León advirtió que César se había transformado de repente en otro hombre. El afable conversador con quien tan relajados se sentían hasta hacía un momento volvía a ser el general romano práctico y directo, a veces brutal en su franqueza.
—¿«Ya» significa esta misma noche? —preguntó Eufranor.
—Así es. Os dejo encargados de los preparativos. Sé que conocéis bien el puerto de Alejandría y sus alrededores, así que confío en que me acompañéis.
Padre e hijo se miraron un momento. Eufranor frunció el ceño y luego, de repente, soltó una gran carcajada.
—¡Por la verga de Poseidón, qué demonios! —exclamó—. Un viaje a Alejandría con el gran Julio César. No me lo perdería por nada del mundo. ¡Tendrás tus naves listas para zarpar antes del amanecer!
Antes de irse, César se despidió de Posidonio. El abuelo de León se empeñó en levantarse y estrechó las manos de su antiguo discípulo.
—Ya que vas a Alejandría, no dejes de visitar el Faro. La vista desde arriba es asombrosa. Y, por supuesto, no pases por alto la Biblioteca. Allí tengo muchos amigos a los que espero que transmitas saludos de mi parte.
León notó que el cónsul tenía mucha prisa por marcharse, pero no quería herir los sentimientos de Posidonio. Por suerte, el anciano era muy perceptivo.

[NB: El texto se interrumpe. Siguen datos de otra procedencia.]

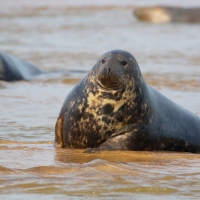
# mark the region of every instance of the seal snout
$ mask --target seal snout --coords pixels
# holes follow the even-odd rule
[[[98,73],[98,83],[101,87],[114,89],[118,84],[116,71],[111,67],[103,67]]]

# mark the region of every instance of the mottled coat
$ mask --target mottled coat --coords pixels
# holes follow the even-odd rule
[[[126,51],[104,54],[66,97],[55,146],[200,150],[200,119],[148,86]]]

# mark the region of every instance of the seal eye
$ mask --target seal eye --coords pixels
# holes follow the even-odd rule
[[[104,59],[102,59],[101,63],[104,64],[106,61]]]
[[[122,65],[127,65],[127,62],[125,61],[125,60],[123,60],[123,61],[120,61],[120,63],[122,64]]]

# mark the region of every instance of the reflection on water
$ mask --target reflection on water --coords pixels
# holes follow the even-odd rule
[[[200,195],[199,154],[131,151],[87,154],[83,150],[54,150],[52,142],[12,141],[2,141],[0,150],[2,195],[57,194],[78,199],[80,196],[127,199],[132,195],[187,199]]]
[[[112,49],[130,51],[148,84],[200,116],[200,25],[139,23],[132,8],[147,1],[86,2],[1,0],[1,50],[47,73],[0,82],[0,198],[198,199],[199,154],[54,149],[66,95]]]
[[[199,154],[55,150],[52,142],[1,141],[1,194],[187,199],[200,195]],[[9,163],[9,165],[8,165]],[[191,187],[192,186],[192,187]]]

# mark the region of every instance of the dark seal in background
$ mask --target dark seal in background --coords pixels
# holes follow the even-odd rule
[[[41,73],[33,64],[0,51],[0,80],[30,80]]]

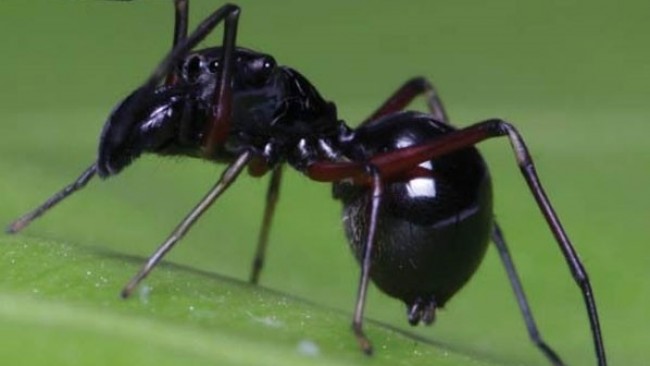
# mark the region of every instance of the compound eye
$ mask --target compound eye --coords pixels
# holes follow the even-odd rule
[[[221,69],[220,60],[212,60],[208,63],[208,71],[212,74],[216,74]]]
[[[260,57],[250,66],[251,81],[260,85],[266,83],[277,64],[271,56]]]
[[[271,71],[273,71],[273,69],[275,69],[276,66],[277,64],[275,63],[275,59],[273,59],[273,57],[266,56],[262,59],[261,72],[268,75],[271,73]]]
[[[183,78],[189,83],[198,80],[201,75],[201,57],[197,55],[190,56],[183,64]]]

—No te entretendré más, mi querido César. Pero, ya que me has mencionado que te preocupa el desfase de vuestro calendario, te recomiendo que aproveches también tu visita para conocer a un jovencísimo astrónomo que estudió conmigo hace unos años. Es muy brillante, aunque su carácter resulte insoportable a veces.
—¿Cómo se llama?
—Sosígenes.
—Lo tendré en cuenta. —César besó en ambas mejillas al anciano, le apretó los hombros y le dijo—: Larga vida, noble Posidonio.
El anciano sonrió con picardía.
—Me deseas lo que ya he tenido, noble César. ¡Deséame mejor una dulce muerte!
César salió por fin, seguido por sus germanos y tan acelerado como una tromba de verano. Eufranor volvió a mirar a León y ambos suspiraron a la vez. Sin saber cómo, el dios de la guerra acababa de absorberlos en su insaciable estela.